Namun pendidikan di Daulah Khilafah tidak terbatas pada pendidikan dasar.  Yang “salah” adalah politik. Kompetisi antara oposisi dan pemerintah dalam melayani rakyat menyebabkan tingkat pendidikan cepat terangkat.  Pada abad-10 M, oposisi meluncurkan konsep berbagai program pendidikan untuk lebih menarik dukungan masyarakat dalam mengkritisi pemerintah.  Para oposisi ini merencanakan membangun universitas, tentunya juga bebas biaya.  Maka segera pemerintah mengambil ide ini, agar oposisi batal mendapat dukungan.  Hasilnya rakyat di seluruh kota besar menikmati pendidikan tinggi!

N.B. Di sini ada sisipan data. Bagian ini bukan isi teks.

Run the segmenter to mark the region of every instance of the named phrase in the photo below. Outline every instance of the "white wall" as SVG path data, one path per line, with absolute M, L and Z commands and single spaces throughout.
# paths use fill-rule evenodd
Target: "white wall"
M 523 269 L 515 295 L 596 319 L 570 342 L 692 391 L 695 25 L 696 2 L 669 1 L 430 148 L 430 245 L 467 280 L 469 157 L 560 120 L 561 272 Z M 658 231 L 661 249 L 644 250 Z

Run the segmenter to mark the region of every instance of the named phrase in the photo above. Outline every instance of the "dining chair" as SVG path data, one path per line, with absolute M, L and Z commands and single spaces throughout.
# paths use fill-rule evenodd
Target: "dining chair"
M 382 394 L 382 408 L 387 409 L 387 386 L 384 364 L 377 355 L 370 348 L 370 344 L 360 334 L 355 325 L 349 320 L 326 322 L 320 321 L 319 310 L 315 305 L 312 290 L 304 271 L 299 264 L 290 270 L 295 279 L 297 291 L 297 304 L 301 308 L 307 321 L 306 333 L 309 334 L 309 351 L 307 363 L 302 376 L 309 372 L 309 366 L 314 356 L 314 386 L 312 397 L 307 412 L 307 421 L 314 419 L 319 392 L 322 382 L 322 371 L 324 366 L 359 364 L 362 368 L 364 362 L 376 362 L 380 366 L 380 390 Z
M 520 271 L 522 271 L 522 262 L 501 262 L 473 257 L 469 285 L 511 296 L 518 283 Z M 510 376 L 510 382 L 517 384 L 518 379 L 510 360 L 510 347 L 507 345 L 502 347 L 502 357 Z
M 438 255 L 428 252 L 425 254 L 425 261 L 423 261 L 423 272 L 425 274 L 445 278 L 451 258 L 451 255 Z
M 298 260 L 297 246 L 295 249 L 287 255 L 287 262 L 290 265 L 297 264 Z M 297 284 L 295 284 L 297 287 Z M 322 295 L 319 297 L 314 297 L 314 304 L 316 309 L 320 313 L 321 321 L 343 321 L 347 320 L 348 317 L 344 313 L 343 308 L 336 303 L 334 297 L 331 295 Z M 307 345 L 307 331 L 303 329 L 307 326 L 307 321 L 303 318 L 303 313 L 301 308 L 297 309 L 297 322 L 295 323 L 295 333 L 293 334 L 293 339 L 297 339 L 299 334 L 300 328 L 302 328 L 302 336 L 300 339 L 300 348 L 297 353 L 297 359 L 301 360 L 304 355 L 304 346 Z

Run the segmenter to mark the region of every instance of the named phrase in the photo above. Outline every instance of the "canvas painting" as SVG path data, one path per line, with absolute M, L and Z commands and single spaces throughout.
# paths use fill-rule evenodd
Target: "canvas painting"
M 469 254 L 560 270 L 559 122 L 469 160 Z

Para mahasiswa tinggal di kamar-kamar lantai atas gedung kampus.  Mereka juga mendapat makanan lengkap cuma-cuma, bahkan uang saku.  Di bawah tanah terdapat dapur, gudang dan tempat mandi.  Di lantai dasar ada ruang-ruang belajar dan perpustakaan.  Di situlah dipelajari Quran, Hadits, Bahasa Arab, Sejarah, Sosiologi, Geografi, Logika, Matematika dan Astronomi.  Melalui pertanyaan dan debat, mahasiswa dilibatkan dalam proses pembelajaran.  Para mahasiswa tingkat lanjut dan alumni membantu mereka belajar.  Mereka seperti “lebah yang sedang meracik madu ilmu dari ribuan bunga pengetahuan”, tulis Sigrid Hunke, sejarawan Jerman dalam Allah Sonne ueber dem Abendland.

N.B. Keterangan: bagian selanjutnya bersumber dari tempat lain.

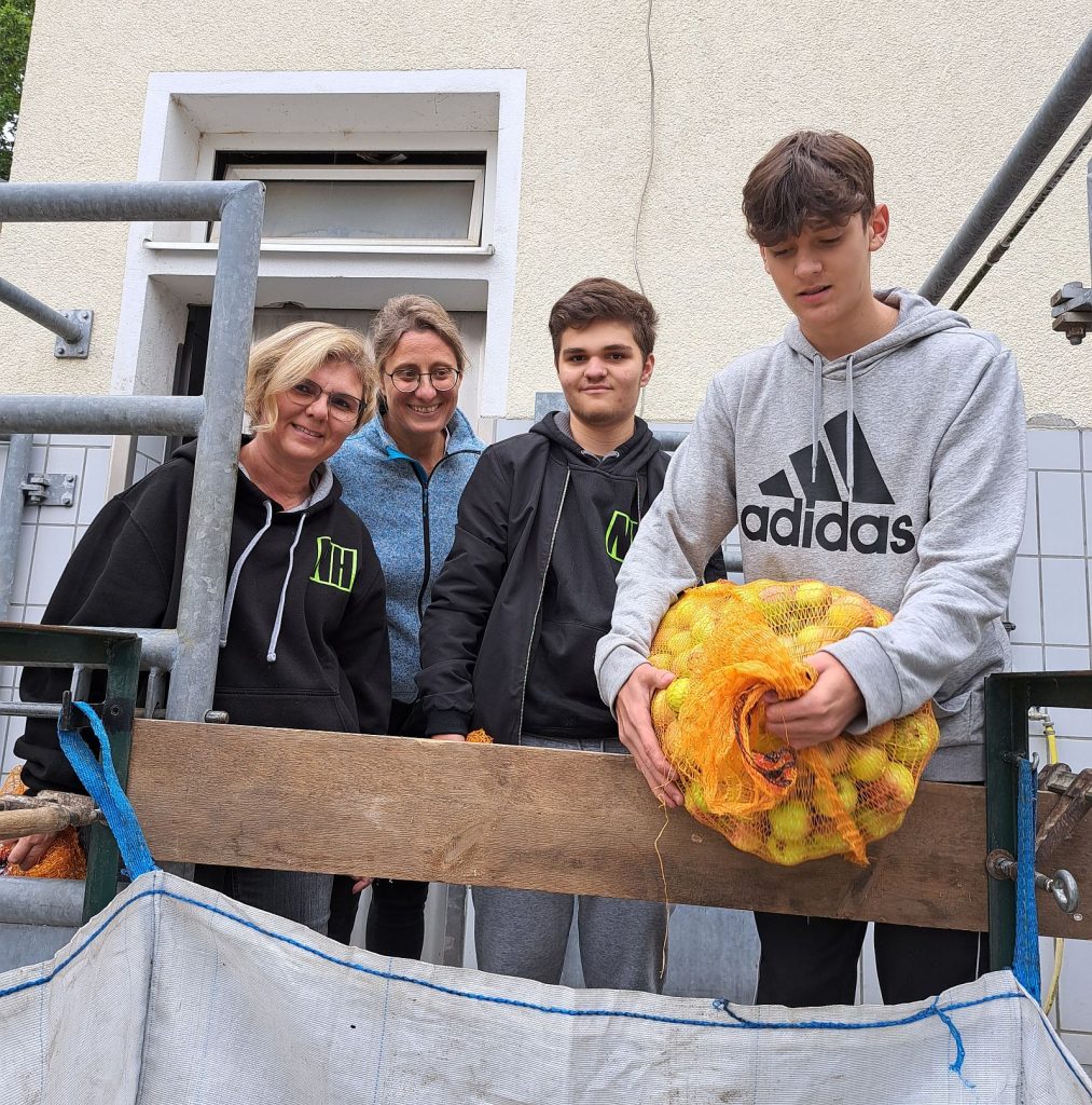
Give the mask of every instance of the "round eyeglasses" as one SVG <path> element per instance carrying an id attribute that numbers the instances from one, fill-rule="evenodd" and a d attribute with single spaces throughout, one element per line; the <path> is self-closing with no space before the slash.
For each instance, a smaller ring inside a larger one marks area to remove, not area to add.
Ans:
<path id="1" fill-rule="evenodd" d="M 394 381 L 399 391 L 416 391 L 421 387 L 421 378 L 427 376 L 437 391 L 450 391 L 459 382 L 462 375 L 457 368 L 434 368 L 431 372 L 418 372 L 415 368 L 396 368 L 385 372 Z"/>
<path id="2" fill-rule="evenodd" d="M 354 422 L 360 417 L 363 400 L 356 396 L 348 396 L 343 391 L 327 391 L 314 380 L 300 380 L 288 389 L 288 398 L 300 407 L 309 407 L 322 396 L 326 396 L 326 409 L 330 418 L 340 419 L 342 422 Z"/>

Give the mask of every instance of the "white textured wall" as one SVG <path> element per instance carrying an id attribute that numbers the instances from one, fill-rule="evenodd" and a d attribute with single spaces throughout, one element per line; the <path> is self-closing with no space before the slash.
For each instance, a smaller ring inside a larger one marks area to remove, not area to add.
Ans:
<path id="1" fill-rule="evenodd" d="M 265 0 L 56 0 L 35 18 L 14 176 L 131 179 L 152 71 L 526 69 L 508 414 L 527 415 L 533 392 L 553 382 L 553 299 L 593 273 L 635 278 L 649 150 L 645 12 L 644 0 L 331 0 L 298 19 Z M 746 172 L 773 140 L 798 126 L 833 126 L 871 148 L 893 212 L 876 282 L 915 285 L 1083 30 L 1071 8 L 1022 0 L 654 0 L 657 156 L 639 255 L 664 326 L 646 414 L 689 419 L 718 367 L 781 329 L 784 307 L 739 214 Z M 1016 348 L 1029 413 L 1092 427 L 1092 345 L 1072 349 L 1053 334 L 1048 303 L 1063 282 L 1089 281 L 1085 212 L 1079 166 L 967 309 Z M 43 334 L 0 312 L 4 390 L 107 389 L 125 243 L 121 227 L 4 228 L 0 270 L 9 278 L 55 306 L 96 311 L 86 362 L 53 360 Z"/>

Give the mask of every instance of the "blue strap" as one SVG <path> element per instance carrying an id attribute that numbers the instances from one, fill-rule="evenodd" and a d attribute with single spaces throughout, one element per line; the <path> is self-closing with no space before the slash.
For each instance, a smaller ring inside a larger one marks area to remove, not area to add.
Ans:
<path id="1" fill-rule="evenodd" d="M 1016 951 L 1013 972 L 1036 1001 L 1041 1000 L 1039 979 L 1039 918 L 1035 901 L 1036 792 L 1039 772 L 1028 759 L 1020 760 L 1016 800 Z"/>
<path id="2" fill-rule="evenodd" d="M 92 732 L 98 738 L 103 761 L 99 764 L 95 759 L 87 741 L 84 740 L 78 730 L 62 729 L 59 720 L 57 738 L 61 741 L 61 750 L 68 757 L 68 762 L 86 788 L 87 793 L 95 799 L 96 804 L 103 811 L 130 877 L 137 878 L 149 871 L 155 871 L 156 863 L 151 857 L 151 852 L 148 851 L 148 842 L 140 831 L 140 822 L 137 820 L 132 803 L 121 789 L 117 771 L 114 769 L 110 738 L 106 735 L 106 729 L 98 715 L 87 703 L 74 702 L 72 705 L 83 711 L 84 716 L 91 723 Z"/>

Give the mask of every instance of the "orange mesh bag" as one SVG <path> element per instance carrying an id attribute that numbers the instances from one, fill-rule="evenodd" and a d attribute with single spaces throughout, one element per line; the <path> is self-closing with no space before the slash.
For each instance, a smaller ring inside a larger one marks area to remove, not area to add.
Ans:
<path id="1" fill-rule="evenodd" d="M 0 787 L 0 794 L 25 794 L 26 788 L 23 786 L 21 769 L 17 765 L 8 772 L 3 786 Z M 53 845 L 39 860 L 30 871 L 22 871 L 20 867 L 8 865 L 8 854 L 15 842 L 0 841 L 0 874 L 4 875 L 28 875 L 31 878 L 86 878 L 87 859 L 84 850 L 79 846 L 79 838 L 76 830 L 68 825 L 57 834 Z"/>
<path id="2" fill-rule="evenodd" d="M 649 663 L 675 682 L 653 696 L 653 724 L 686 808 L 744 852 L 793 866 L 845 855 L 894 832 L 936 748 L 932 706 L 859 737 L 795 751 L 765 726 L 763 696 L 795 698 L 817 677 L 804 657 L 891 614 L 818 580 L 687 591 L 664 615 Z"/>

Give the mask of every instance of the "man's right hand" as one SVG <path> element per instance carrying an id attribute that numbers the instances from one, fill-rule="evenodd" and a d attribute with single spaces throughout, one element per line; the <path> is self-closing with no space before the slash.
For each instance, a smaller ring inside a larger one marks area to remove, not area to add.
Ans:
<path id="1" fill-rule="evenodd" d="M 644 663 L 622 684 L 614 699 L 618 719 L 618 739 L 633 753 L 634 761 L 649 790 L 670 809 L 682 804 L 682 791 L 675 785 L 675 770 L 668 764 L 653 728 L 651 702 L 656 691 L 675 682 L 671 672 Z"/>
<path id="2" fill-rule="evenodd" d="M 24 873 L 31 867 L 36 867 L 45 859 L 45 853 L 53 846 L 59 835 L 60 833 L 55 832 L 39 832 L 31 836 L 20 836 L 8 853 L 8 865 L 19 867 Z"/>

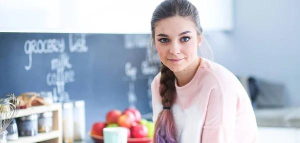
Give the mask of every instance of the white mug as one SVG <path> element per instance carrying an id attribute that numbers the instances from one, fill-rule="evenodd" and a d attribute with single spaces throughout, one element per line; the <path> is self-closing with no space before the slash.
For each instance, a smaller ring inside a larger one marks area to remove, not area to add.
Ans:
<path id="1" fill-rule="evenodd" d="M 128 129 L 123 127 L 103 129 L 104 143 L 127 143 Z"/>

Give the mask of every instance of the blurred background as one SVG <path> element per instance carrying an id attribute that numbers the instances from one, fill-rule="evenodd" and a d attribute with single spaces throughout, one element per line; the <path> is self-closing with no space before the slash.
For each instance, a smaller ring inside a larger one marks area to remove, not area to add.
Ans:
<path id="1" fill-rule="evenodd" d="M 300 143 L 300 1 L 190 1 L 213 60 L 252 100 L 259 143 Z M 159 61 L 148 48 L 161 1 L 0 0 L 0 94 L 84 101 L 86 132 L 114 109 L 151 120 Z"/>

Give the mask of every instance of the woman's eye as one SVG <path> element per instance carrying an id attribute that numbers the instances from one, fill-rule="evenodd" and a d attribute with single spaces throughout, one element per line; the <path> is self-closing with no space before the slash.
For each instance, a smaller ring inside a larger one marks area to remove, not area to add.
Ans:
<path id="1" fill-rule="evenodd" d="M 184 41 L 184 42 L 186 42 L 186 41 L 188 41 L 190 40 L 190 37 L 184 37 L 182 38 L 182 41 Z"/>
<path id="2" fill-rule="evenodd" d="M 162 43 L 166 43 L 168 42 L 168 40 L 166 38 L 162 38 L 160 40 L 160 41 Z"/>

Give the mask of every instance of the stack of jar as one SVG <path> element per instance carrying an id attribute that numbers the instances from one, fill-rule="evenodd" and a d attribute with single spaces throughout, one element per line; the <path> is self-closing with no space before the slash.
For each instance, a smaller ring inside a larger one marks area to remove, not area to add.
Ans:
<path id="1" fill-rule="evenodd" d="M 82 141 L 86 137 L 84 101 L 64 103 L 62 106 L 63 140 L 65 143 Z"/>
<path id="2" fill-rule="evenodd" d="M 6 129 L 8 140 L 15 141 L 19 137 L 36 136 L 38 133 L 51 132 L 52 116 L 52 112 L 50 111 L 14 119 Z"/>

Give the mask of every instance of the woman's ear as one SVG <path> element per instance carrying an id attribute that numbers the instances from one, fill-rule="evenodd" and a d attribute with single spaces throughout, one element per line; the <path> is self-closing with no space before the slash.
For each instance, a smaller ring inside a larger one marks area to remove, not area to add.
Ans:
<path id="1" fill-rule="evenodd" d="M 199 46 L 200 46 L 200 45 L 201 45 L 201 43 L 202 42 L 202 34 L 198 36 L 198 43 L 197 43 L 197 45 L 198 46 L 198 48 L 199 48 Z"/>

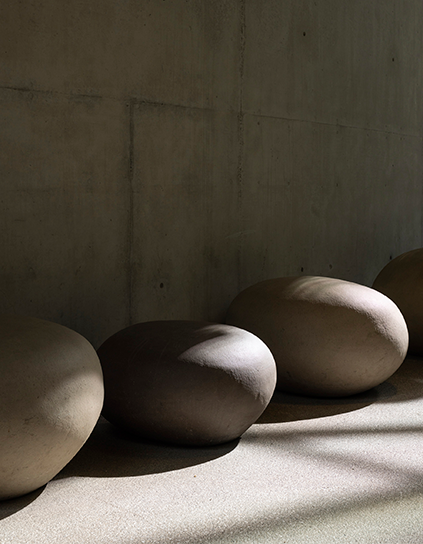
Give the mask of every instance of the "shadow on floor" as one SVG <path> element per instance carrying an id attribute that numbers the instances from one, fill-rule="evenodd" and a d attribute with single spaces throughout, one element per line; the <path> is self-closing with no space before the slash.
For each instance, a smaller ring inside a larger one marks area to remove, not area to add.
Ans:
<path id="1" fill-rule="evenodd" d="M 179 470 L 226 455 L 238 442 L 203 448 L 154 443 L 130 435 L 101 417 L 85 445 L 55 479 L 119 478 Z"/>
<path id="2" fill-rule="evenodd" d="M 46 486 L 43 485 L 43 487 L 40 487 L 27 495 L 23 495 L 22 497 L 17 497 L 16 499 L 0 501 L 0 520 L 13 516 L 13 514 L 16 514 L 19 510 L 26 508 L 41 495 L 45 487 Z"/>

Sebagian petani dari desa menitipkan anak mereka ke seorang guru di kota, bersama uang atau hasil bumi untuk biaya hidupnya.  Mereka berharap anaknya akan tumbuh menjadi seorang faqih yang kelak diterima sebagai qadhi atau bahkan syukur-syukur menjadi mujtahid Khalifah.  Anak-anak titipan ini akan menjadi “ajudan” dari sang guru.  Sebagai balas jasa, sang guru akan merawatnya jika si anak sakit, bahkan siap menjual keledai satu-satunya jika dia perlu membeli obat.

Namun jalan umum untuk belajar adalah di masjid-masjid.  Siapa saja boleh datang dan pergi, laki ataupun perempuan.  Dan siapa saja boleh menginterupsi para guru untuk bertanya atau membantah.  Ini memaksa para guru untuk mempersiapkan materinya dengan seksama.  Sebenarnya, siapapun yang merasa mampu boleh mengajar.  Namun audiensnya yang selalu siap mengkritik, mencegah orang-orang yang belum matang atau baru setengah matang dalam ilmu untuk memimpin kalimat.

Di masjid-masjid juga biasa didengarkan kalimat dari para ulama yang sedang dalam perjalanan yang singgah di kota itu, terutama ketika musim haji.  Dengan demikian para mahasiswa selalu mendapatkan masukan.  Bahkan juga cepat tahu bila ada karya yang “dicuri” mentah-mentah (plagiarism).  Untuk mengungkap karya orang lain, sanad atau rawi wajib disebutkan.  Dan untuk itu perlu ada ijazah (lisensi) tertulis dari gurunya, bahwa dia layak untuk menjadi sanad dari pengetahuan tersebut.  Inilah mengapa gelar sarjana di timur tengah adalah Lc. dari kata Licentiate – berlisensi untuk menyampaikan.

Dunia Islam memberi inspirasi seluruh manusia untuk belajar, karena belajar adalah satu-satunya jalan untuk mengenal Tuhan dan mendapatkan hikmah kehidupan.